Total Addressable Market (TAM)
Total addressable market is the maximum revenue a business could theoretically generate if it captured 100% of its target market. It is a useful framing device for understanding the scale of an opportunity — a business with $500 million of revenue in a $5 billion market is running out of room; one with the same revenue in a $500 billion market is just getting started. TAM figures should be treated with healthy scepticism: they are often calculated by companies themselves and have a tendency to expand to whatever number makes the opportunity look most exciting. What matters more than the TAM headline is whether the business has a credible path to taking a meaningful share of it.
Investing Concepts
Bull / Bear Case
Most investment theses contain a range of plausible outcomes. The bull case is the optimistic scenario — where the business executes well, its market expands, and the market re-rates the stock upward. The bear case is the pessimistic scenario — where competition intensifies, execution disappoints, or macro conditions deteriorate. A rigorous bull/bear analysis assigns rough probabilities to each and thinks through what the stock would be worth under each scenario. The base case — the most likely outcome — sits between them. Patient Money publishes explicit bull, base, and bear cases for each name covered, precisely because they create accountability.
Catalyst
A catalyst is an event that could cause the market to meaningfully re-price a stock — upward or downward — in the near term. Typical catalysts include earnings beats or misses, guidance changes, new product announcements, regulatory decisions, or management changes.
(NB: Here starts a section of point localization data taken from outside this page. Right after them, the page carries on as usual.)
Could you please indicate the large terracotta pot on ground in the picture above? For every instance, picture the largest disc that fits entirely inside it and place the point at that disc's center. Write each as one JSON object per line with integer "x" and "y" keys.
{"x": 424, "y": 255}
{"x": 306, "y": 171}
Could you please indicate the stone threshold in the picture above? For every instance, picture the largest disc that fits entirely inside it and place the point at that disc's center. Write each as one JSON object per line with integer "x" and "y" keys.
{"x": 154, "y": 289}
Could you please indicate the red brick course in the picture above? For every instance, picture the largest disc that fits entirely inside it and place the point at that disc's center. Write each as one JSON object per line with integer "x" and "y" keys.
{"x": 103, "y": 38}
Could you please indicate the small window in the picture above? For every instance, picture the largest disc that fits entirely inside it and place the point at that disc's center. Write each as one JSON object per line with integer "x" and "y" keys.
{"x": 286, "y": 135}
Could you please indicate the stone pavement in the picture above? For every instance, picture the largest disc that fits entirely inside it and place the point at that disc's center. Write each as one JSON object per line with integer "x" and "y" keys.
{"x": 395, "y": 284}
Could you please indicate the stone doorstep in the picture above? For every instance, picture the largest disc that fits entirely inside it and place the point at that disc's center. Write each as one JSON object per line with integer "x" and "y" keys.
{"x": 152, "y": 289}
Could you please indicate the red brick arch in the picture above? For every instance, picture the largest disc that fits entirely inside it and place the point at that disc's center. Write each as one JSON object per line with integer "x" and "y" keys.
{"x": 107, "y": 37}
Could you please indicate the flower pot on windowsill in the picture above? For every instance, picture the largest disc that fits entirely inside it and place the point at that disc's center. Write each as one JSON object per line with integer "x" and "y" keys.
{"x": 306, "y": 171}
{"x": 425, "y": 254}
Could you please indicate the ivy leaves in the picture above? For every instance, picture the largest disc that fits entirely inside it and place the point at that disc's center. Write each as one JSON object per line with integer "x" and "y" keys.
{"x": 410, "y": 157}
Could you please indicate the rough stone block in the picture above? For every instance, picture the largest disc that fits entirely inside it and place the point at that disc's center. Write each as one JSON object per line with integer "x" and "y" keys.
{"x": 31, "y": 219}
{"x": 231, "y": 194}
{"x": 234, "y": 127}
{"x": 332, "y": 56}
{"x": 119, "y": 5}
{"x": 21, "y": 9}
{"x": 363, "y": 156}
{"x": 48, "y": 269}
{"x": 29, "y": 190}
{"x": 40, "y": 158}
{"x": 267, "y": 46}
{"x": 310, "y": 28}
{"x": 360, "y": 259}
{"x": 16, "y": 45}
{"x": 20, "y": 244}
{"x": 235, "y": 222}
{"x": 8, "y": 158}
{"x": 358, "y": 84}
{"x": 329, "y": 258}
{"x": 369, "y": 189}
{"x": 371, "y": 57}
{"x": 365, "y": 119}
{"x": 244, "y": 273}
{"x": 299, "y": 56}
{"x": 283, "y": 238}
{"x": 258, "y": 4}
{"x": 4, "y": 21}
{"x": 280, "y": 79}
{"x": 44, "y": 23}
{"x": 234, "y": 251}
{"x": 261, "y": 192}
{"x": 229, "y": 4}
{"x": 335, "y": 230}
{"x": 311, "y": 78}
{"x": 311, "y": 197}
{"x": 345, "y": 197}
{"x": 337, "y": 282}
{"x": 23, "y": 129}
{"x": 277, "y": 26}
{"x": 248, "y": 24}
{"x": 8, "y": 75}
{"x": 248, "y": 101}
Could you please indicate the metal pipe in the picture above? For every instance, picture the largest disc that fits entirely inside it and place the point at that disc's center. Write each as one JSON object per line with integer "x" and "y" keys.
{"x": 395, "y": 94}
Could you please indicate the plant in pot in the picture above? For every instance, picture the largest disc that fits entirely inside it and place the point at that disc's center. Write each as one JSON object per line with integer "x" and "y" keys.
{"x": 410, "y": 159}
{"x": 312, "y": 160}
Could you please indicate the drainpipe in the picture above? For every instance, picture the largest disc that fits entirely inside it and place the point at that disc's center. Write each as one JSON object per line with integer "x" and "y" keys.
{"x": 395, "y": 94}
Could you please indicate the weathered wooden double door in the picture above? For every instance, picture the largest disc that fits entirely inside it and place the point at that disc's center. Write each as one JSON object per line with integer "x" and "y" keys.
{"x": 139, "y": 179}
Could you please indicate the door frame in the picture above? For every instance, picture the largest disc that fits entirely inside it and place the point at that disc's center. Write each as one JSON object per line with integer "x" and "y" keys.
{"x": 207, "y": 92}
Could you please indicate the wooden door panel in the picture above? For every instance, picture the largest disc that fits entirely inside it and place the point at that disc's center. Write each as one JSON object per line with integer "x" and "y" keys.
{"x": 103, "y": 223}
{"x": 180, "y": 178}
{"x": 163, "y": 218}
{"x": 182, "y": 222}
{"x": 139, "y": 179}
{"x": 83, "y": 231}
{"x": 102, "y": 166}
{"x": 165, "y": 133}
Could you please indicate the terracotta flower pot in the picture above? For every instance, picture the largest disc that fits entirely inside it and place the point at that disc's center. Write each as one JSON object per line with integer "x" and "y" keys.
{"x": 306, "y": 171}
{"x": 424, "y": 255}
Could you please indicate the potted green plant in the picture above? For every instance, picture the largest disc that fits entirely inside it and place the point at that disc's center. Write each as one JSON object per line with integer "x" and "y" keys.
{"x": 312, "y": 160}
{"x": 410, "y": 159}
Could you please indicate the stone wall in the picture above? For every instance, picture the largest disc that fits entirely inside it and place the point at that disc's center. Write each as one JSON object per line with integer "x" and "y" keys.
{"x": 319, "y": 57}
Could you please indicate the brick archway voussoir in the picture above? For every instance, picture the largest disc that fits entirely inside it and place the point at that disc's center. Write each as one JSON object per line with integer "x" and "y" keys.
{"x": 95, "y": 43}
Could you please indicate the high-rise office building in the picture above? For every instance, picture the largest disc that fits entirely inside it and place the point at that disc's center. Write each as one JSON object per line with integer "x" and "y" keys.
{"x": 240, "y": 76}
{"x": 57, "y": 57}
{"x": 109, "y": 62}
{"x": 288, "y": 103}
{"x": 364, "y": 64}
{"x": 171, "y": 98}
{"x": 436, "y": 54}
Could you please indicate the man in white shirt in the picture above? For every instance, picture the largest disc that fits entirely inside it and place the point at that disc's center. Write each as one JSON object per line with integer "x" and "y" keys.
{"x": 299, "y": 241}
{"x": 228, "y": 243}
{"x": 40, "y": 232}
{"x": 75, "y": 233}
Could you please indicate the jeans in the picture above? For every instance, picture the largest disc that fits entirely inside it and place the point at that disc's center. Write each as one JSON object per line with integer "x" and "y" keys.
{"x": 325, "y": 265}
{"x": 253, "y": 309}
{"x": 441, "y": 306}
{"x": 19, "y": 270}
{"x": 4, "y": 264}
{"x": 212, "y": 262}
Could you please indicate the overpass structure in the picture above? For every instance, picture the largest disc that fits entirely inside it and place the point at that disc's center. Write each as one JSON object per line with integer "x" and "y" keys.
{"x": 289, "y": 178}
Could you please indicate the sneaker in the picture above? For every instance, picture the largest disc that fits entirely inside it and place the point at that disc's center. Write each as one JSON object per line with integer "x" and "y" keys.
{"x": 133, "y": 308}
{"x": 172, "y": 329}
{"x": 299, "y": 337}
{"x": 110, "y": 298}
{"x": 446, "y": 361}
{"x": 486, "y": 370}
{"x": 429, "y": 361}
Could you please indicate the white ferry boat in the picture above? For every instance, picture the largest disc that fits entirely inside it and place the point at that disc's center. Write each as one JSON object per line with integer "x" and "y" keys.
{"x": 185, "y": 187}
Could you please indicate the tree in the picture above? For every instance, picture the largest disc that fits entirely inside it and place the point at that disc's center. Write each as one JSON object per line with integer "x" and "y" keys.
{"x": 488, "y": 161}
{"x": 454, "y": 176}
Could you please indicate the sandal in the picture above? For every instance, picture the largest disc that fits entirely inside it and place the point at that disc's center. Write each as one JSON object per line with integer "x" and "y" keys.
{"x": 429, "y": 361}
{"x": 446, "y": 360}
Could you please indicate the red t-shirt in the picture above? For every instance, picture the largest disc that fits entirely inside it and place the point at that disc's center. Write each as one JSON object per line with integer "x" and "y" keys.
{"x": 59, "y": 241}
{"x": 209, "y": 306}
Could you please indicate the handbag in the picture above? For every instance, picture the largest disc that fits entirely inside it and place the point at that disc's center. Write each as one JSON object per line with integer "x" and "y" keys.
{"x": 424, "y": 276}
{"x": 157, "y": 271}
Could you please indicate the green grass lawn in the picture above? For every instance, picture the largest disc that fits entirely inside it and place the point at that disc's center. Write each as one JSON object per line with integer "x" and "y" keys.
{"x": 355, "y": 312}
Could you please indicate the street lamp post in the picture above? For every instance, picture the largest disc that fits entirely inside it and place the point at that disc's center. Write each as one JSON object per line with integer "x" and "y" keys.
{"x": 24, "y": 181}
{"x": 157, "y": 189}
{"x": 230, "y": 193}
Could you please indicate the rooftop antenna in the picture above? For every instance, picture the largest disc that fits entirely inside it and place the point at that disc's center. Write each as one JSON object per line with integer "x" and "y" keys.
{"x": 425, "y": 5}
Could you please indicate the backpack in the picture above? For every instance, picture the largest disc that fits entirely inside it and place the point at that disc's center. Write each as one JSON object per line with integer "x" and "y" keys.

Catalysts matter because a stock can be fundamentally undervalued for a long time without moving, and identifying what might close the gap between price and value is useful for understanding the timing dimension of a thesis. Patient Money is not primarily a catalyst-driven publication — a 3 to 5 year horizon means catalysts are directional indicators rather than trading triggers.
Drawdown
A drawdown is the percentage decline in a stock’s price from a previous peak. A stock that falls from $100 to $60 has experienced a 40% drawdown. Drawdowns are a routine feature of investing in small and mid-cap technology stocks — the businesses covered at Patient Money regularly experience significant drawdowns without any fundamental deterioration in the underlying business. The distinction between a price drawdown and a thesis drawdown — where something has genuinely changed in the business or its competitive position — is the most important analytical question to answer when a covered name falls sharply.
Investment Thesis
An investment thesis is the reasoned argument for why a stock will be worth meaningfully more in three to five years than it is today. A good thesis has three components: a clear view on what the business is and how it makes money; a view on why the market is currently mispricing it; and a set of conditions that would cause the thesis to change. Patient Money publishes its theses in full, updates them when new information arrives, and writes explicitly about what would cause a position to be exited. The goal is a thesis that still makes sense to defend in public three years after it was written.
Small Cap / Mid Cap
Companies are broadly categorised by market capitalisation. Small-cap companies typically have market caps between $300 million and $2 billion; mid-cap companies between $2 billion and $10 billion, though the precise boundaries vary by source. Patient Money covers the full range from $100 million to $10 billion — encompassing micro-cap, small-cap, and mid-cap names. This is the part of the market where institutional research coverage is thinnest and mispricings are most persistent, because the largest funds cannot build meaningful positions without moving the price, leaving the field cleaner for investors who can act with smaller amounts of capital.